Willa: Let’s see. That’s difficult, because who’s the ultimate coordinater of the care? We’ve never really been able to solve that. Is it the primary care provider? I have conflicting thoughts on this. The issues are: Who cares the most that the care is coordinated?  Who’s the most invested in that, and that’s the patient, but the problem is, in the United States we have such an incredibly complex health care system that I, as someone in the health field, am actually ill-equipped to completely coordinate my care and navigate the system.

We’ve tried these various models, such as HMOs, and we’re starting now with Accountable Care Organizations (ACOs).
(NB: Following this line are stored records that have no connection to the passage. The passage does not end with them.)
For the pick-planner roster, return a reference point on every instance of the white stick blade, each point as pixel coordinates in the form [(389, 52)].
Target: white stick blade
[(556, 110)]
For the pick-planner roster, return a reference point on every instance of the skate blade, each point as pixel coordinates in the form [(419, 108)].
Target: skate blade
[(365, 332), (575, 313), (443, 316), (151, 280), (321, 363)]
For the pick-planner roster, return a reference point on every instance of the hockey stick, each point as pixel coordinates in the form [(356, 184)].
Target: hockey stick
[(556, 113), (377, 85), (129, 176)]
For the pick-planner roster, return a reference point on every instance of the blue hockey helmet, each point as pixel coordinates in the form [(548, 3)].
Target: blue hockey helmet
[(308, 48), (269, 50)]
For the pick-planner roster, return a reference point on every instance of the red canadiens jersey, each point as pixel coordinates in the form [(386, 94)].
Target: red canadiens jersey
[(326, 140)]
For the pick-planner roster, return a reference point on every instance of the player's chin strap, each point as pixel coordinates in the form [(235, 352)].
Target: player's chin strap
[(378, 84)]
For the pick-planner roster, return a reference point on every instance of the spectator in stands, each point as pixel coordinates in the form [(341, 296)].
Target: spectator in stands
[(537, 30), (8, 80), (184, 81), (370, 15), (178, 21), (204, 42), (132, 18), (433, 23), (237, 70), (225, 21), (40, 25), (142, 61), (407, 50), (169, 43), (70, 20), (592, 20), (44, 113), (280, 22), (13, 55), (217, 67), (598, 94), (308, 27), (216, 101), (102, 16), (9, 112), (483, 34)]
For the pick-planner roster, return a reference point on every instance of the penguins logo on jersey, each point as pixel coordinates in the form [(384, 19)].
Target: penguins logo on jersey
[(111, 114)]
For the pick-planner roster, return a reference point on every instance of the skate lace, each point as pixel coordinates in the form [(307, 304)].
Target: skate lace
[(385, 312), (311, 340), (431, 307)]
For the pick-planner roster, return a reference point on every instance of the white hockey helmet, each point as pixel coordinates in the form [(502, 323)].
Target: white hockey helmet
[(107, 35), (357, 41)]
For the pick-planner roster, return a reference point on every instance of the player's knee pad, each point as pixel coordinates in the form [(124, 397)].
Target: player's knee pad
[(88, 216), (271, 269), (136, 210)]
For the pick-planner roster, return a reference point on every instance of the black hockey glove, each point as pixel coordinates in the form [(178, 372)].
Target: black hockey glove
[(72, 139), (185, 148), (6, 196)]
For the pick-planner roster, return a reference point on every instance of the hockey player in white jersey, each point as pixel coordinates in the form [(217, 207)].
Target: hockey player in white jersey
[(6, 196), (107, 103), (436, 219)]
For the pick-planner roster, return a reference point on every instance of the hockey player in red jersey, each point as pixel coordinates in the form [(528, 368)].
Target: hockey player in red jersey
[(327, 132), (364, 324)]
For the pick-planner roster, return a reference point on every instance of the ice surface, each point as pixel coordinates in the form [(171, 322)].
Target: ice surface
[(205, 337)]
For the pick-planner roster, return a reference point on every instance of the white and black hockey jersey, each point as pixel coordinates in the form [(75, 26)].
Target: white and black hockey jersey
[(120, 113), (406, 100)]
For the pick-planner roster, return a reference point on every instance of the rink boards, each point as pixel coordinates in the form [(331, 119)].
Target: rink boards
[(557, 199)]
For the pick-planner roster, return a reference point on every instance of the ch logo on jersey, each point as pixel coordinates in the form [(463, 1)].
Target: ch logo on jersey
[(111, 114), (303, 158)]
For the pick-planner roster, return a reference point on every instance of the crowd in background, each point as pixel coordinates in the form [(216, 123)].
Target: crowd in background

I think the answer is still to be determined.

Mohammad: We find that, in the UK, it’s officially supposed to be the primary care provider, but the fact is that it still does not happen. The primary care physicians always complain they don’t know what’s going on with their patients. They don’t know what’s been happening when they have other providers, and you find that patients end up ill-equipped. They’re still having to do the joining up, telling people what other people have been doing. The theory for us was that the missing piece is having the data, and then they can be well-equipped to do what they’re having to do anyway.

Willa: I totally agree with what you said, and I believe that through electronic health records, the clinicians are going to get more of the data to be able to better coordinate the care. I see that in the hospitals. I recently did some research with nurses who went from an organization that had all disparate systems that didn’t talk well to each other, over to a one vendor solution, and I asked them, “How does this affect your work?” They said, “Well, the most fabulous part of it is I have access to all of the information. With a click of the mouse, I can get past hospitalizations, past office visits, and I can see what happened in the emergency room.”  They had information that was never as easily accessible, so that the nurse was able to better assess the patient and better coordinate care. Maybe through health IT, it’ll be a shared coordination of care by providers and the patient, everybody will have all of the information. I don’t know, I’m just speculating here.

Mohammad: The final thing is where do you see ACOs in all of this?  What role will they play?

Willa: We keep trying different models. Health care has gotten incredibly complex. We have diseases we’ve never had before. People are able to live longer with more diseases than they ever have before, and so how do we have this coordinated approach that, when you treat one thing, you don’t cause problems because of another thing?  We keep trying different models, and the latest model is the ACO. I hope it works. I guess you can tell by the hesitancy in my voice that I’m sort of saying, “Okay, I’m willing to try another thing.” Clearly we haven’t solved the coordination of care problem up to this point, and if the ACO is able to stay focused on coordinating care so that patients get the best care that they need to improve their health, then I’m all for it.

When you look at what it says ACOS are, who could be against it?  “Promote evidence-based medicine,” well, that sounds good to me! I certainly want anybody who cares for me to have the latest evidence.

The other piece that supposedly the ACOs are going to have is going to be the quality and cost measures. What are the measures?  At different stages, what are the treatments? It’s these quality measures that we’ve never been able to do in an efficient way with paper records. If we have good data in these electronic systems, we could get really good quality measures, so that we can then have evidence-based health care and coordinated care. On paper, the accountable care organization sounds like it’s going to solve all the problems. I hope it does.

Mohammad: It’s been really great talking to you. Thanks so much, Willa!

Willa: Thank you for the opportunity.